Le concept de suspension régénérative n'est pas nouveau. Les constructeurs expérimentent des systèmes de suspension électrohydraulique depuis le début des années 2000. Ils ont réalisé qu'en utilisant des systèmes de pompage intégrés aux amortisseurs, nous pourrions transformer ces derniers en dispositifs de capture d'énergie. Sur une route lisse, d'importantes oscillations de suspension se produisent déjà, et sur des routes bosselées, ce mouvement devient une mine d'or d'énergie inexploitée qui n'attend qu'à être exploitée.
En 2015, Audi a travaillé sur son système eROT, une suspension électromécanique capable de convertir l'énergie cinétique en électricité pour charger la batterie, réduisant ainsi la charge sur l'alternateur.
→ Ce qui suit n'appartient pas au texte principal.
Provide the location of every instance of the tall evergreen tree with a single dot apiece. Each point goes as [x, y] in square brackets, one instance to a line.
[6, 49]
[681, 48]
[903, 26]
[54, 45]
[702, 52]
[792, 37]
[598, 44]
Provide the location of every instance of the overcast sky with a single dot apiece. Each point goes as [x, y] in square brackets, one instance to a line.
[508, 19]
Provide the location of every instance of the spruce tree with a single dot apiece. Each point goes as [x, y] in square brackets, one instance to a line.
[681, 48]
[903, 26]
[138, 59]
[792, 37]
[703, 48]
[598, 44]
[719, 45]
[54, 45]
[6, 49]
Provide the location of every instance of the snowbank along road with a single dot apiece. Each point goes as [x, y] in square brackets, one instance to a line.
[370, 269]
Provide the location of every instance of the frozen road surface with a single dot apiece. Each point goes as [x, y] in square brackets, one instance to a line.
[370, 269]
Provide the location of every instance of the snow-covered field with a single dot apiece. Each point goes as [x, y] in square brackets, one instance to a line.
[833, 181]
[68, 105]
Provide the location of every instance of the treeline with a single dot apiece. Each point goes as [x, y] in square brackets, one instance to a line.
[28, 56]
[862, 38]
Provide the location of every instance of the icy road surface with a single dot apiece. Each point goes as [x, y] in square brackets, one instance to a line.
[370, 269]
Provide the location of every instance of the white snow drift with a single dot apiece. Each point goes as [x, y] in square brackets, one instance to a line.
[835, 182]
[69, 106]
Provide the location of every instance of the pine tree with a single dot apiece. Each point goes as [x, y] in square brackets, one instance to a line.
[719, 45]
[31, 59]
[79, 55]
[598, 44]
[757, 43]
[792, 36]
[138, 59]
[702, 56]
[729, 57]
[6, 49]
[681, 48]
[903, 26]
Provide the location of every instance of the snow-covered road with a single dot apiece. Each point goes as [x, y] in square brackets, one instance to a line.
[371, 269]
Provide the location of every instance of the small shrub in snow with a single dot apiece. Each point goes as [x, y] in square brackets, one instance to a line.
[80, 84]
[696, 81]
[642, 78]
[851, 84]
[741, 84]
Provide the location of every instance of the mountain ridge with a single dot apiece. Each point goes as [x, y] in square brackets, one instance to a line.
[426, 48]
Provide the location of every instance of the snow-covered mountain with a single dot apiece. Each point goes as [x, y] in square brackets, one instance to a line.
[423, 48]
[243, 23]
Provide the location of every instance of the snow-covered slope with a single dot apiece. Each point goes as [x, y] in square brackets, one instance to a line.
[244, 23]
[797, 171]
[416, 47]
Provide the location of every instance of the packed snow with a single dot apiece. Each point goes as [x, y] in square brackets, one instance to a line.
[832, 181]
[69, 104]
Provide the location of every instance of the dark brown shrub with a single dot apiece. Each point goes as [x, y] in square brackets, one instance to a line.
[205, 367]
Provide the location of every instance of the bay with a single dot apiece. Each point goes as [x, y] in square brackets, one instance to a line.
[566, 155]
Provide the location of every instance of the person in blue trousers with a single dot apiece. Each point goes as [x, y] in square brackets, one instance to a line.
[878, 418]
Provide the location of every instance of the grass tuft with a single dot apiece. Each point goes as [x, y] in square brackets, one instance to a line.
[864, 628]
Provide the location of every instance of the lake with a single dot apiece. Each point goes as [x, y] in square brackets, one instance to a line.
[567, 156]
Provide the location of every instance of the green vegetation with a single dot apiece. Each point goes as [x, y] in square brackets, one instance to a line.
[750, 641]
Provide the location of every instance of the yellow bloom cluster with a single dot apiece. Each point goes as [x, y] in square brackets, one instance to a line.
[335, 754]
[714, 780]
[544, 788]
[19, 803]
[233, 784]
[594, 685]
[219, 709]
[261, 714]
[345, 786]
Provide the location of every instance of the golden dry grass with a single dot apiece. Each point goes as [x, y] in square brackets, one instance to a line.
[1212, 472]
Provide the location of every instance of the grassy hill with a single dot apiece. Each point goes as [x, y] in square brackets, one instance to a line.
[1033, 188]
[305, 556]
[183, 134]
Cependant, ils ont constaté que seuls 100 à 150 watts environ pouvaient être récupérés en moyenne – une quantité modeste, mais qui constitue un potentiel de développement.
Et si l'énergie dissipée par les oscillations de suspension des véhicules lourds, notamment ceux utilisés en tout-terrain, pouvait être captée ? De nombreuses machines modernes, comme les tracteurs agricoles conçus pour un usage routier occasionnel, utilisent déjà des systèmes de suspension hydropneumatiques avec accumulateurs. En modifiant le circuit, par exemple en ajoutant une série de clapets anti-retour et un accumulateur supplémentaire, il serait possible d'exploiter les pics de pression à l'intérieur des amortisseurs à huile.
La régénération hydraulique est déjà utilisée, et plusieurs constructeurs proposent des solutions pour les véhicules nécessitant des arrêts et des démarrages fréquents, comme les bennes à ordures et les chargeuses. Ces véhicules utilisent un système pompe/moteur qui alterne entre la charge d'un accumulateur lors du freinage et l'entraînement des roues, offrant ainsi un gain de couple significatif pour faciliter le déplacement de ces véhicules lourds.
Ce type de système pourrait également bénéficier à tout véhicule de grande taille grâce à sa suspension. Les accumulateurs hydrauliques sont capables de gérer une pression et un débit importants sur de courtes périodes, ce qui les rend idéaux pour fournir un couple de démarrage et réduire la consommation de carburant lors de la conduite à plein régime. Il n'y a aucune raison de ne pas intégrer de tels systèmes aux machines hydrauliques mobiles électriques ou hybrides, car les équipements lourds continueront probablement de dépendre d'amortisseurs de suspension à huile dans un avenir proche.